You all are probably well aware of what a captcha is. They’re one of the oldest spam deterrents around and they are also one of the more ineffective because bots have gotten smarter. However, they’re still just as inaccessible for those with various disabilities as they ever were. I can’t really speak to anything except for visual impairments, but I think my point is universal: captchas suck. Basically, they make it difficult, if not impossible for those of us incapable of “solving” them to be able to post a comment on a blog.1 And judging from the amount of whinging my non-disabled friends make about them, they’re not much less aggravating to people who aren’t physically blocked by their presence.

Captcha exampleThis morning alone I visited not less than five separate blogs with captchas and the saddest thing was they were all WordPress sites! I admit, I’m not the biggest commenter out there and often lurk around the blogs I read, but I was all set to put fingers to keyboard on each of these blogs and I couldn’t. Yes, spam is evil and it sucks, but fighting it off shouldn’t be at the expense of your potential commenters! And there are other options out there, specifically with regard to WordPress I will say much better options. Since I’m a giver, here’s a few links to some of the ones I use on various sites of my own and/or that I maintain:

Akismet
Pros: It has remarkably good accuracy in spam detection and it learns from each individual site how to perceive spam. Also it’s actively worked on and developed by the same awesome people working on WordPress itself. Best part is, for personal websites, it’s free.
Cons: If you don’t pay attention to your settings, it’ll happily trash comments that might be legit. And while in my experience this is rare, there is the chance that you or one of your commenters could get flagged as a spammer and getting whitelisted can take some time.

Bad Behavior
Pros: It’s stops spam before it has a chance to flood your spam folder. And it’s been actively developed since before Akismet first came on the scene. (In fact, I’ve been running it on my website since it first became available.)
Cons: I’ve heard of reports where people have installed it and then found themselves unable to access their own websites. (Personally, the only time I’ve experienced any trouble with it was a few years back when the plugin writer accidentally set the wrong blacklist in the code and inadvertently blocked every user of the plugin!)
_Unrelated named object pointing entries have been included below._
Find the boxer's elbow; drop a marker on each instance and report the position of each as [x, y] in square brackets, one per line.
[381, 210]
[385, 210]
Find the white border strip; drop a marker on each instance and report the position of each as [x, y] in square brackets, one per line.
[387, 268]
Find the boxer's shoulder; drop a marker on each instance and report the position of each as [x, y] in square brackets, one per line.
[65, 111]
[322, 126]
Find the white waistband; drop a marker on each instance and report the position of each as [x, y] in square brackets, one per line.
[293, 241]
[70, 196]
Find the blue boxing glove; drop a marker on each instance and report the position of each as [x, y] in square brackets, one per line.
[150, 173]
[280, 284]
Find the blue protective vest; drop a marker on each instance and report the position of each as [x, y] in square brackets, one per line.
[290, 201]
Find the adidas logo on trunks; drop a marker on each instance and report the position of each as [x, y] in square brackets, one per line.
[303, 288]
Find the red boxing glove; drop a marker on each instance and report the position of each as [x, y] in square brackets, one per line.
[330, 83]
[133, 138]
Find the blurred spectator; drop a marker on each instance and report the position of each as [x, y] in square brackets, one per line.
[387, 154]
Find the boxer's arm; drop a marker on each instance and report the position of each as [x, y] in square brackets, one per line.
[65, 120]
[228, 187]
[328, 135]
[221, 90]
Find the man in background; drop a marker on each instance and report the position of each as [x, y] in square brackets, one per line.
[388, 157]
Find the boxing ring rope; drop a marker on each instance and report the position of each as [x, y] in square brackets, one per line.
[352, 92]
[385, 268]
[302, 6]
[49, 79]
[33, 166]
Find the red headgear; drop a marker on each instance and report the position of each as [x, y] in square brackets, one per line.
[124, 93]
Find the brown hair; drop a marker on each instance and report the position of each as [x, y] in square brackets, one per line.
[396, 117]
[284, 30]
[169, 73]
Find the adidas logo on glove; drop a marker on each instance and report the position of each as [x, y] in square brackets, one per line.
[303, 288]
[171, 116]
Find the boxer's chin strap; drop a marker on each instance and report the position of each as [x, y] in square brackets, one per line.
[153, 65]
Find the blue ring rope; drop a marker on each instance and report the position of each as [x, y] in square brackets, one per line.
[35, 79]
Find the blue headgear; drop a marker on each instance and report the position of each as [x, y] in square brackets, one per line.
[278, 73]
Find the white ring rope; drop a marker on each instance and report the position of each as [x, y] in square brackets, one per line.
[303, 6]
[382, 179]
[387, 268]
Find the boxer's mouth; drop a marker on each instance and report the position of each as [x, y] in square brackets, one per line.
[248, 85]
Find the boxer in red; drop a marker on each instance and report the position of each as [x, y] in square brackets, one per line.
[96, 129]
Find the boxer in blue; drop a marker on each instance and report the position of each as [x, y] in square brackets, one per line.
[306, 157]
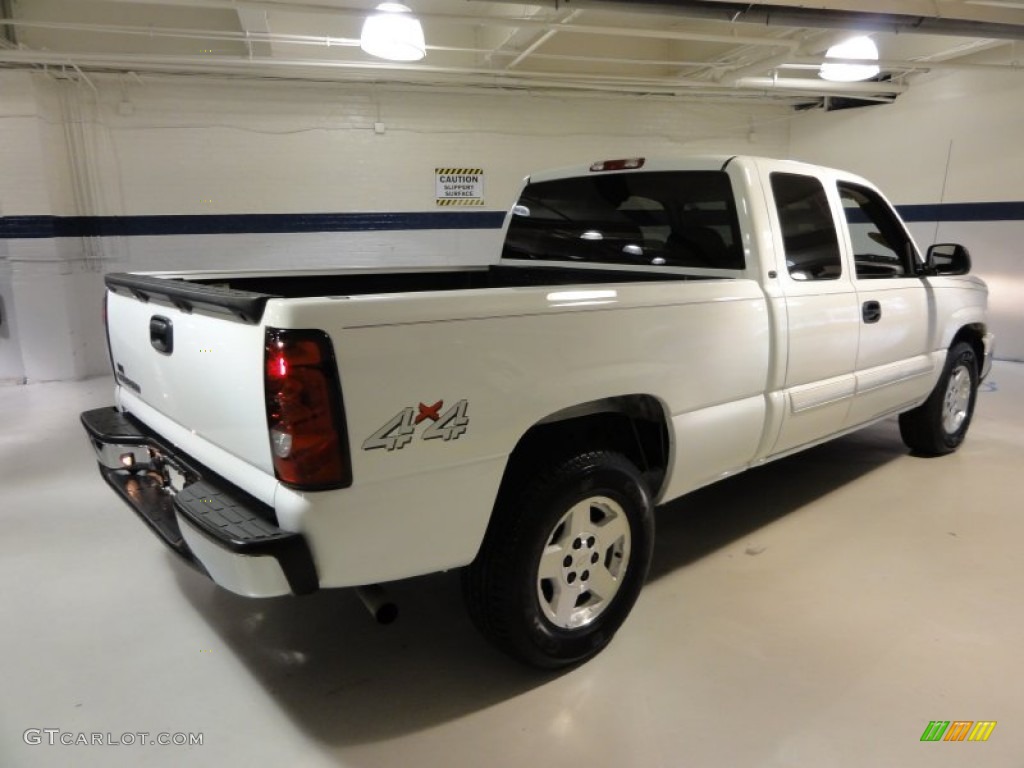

GrowMap Anti-Spambot Plugin (G.A.S.P.)
Pros: None of the drawbacks of Akismet or Bad Behavior potentially thinking you or other legit commenters are spammers. And you probably won’t have to edit your theme files to get it working. (Also, if you’re like me, you can leave snarky error messages for people who don’t read the rules and forget to check the box.)
Cons: It won’t stop persistent bots from sucking up bandwidth while they keep trying to get through your comment form. Also, it doesn’t stop trackback spam — unless you don’t allow any trackbacks — but there is a plugin for that.

CloudFlare
Pros: It basically does all the security work before anything hits your website, so you don’t waste precious bandwidth on evil spam.
Cons: It’s a paid service, though, they are partnered with a ton of web hosting companies to offer free/discounted services.

I’m personally a fan of the Akismet and Bad Behavior combination and have been using it on my website since 2007 with absolutely zero issues. I also heartily recommend CloudFlare and I would actively use it on my own website if it didn’t screw up the redirects I have in place . . . and also I’m not particularly fond of the fact that it forces the www2 in the URL. But CloudFlare not only secures your site, your account gives you access to all kinds of additional apps like automatic daily backups and file monitoring.

And while they come with their own set of pros and cons, it is worth mentioning that both IntenseDebate and Disqus have built in spam filters and don’t use captchas. Sortakinda win?

  1. Or whatever area of your website is being “protected” by captcha.
  2. At the very least it’s redundant, if not depreciated.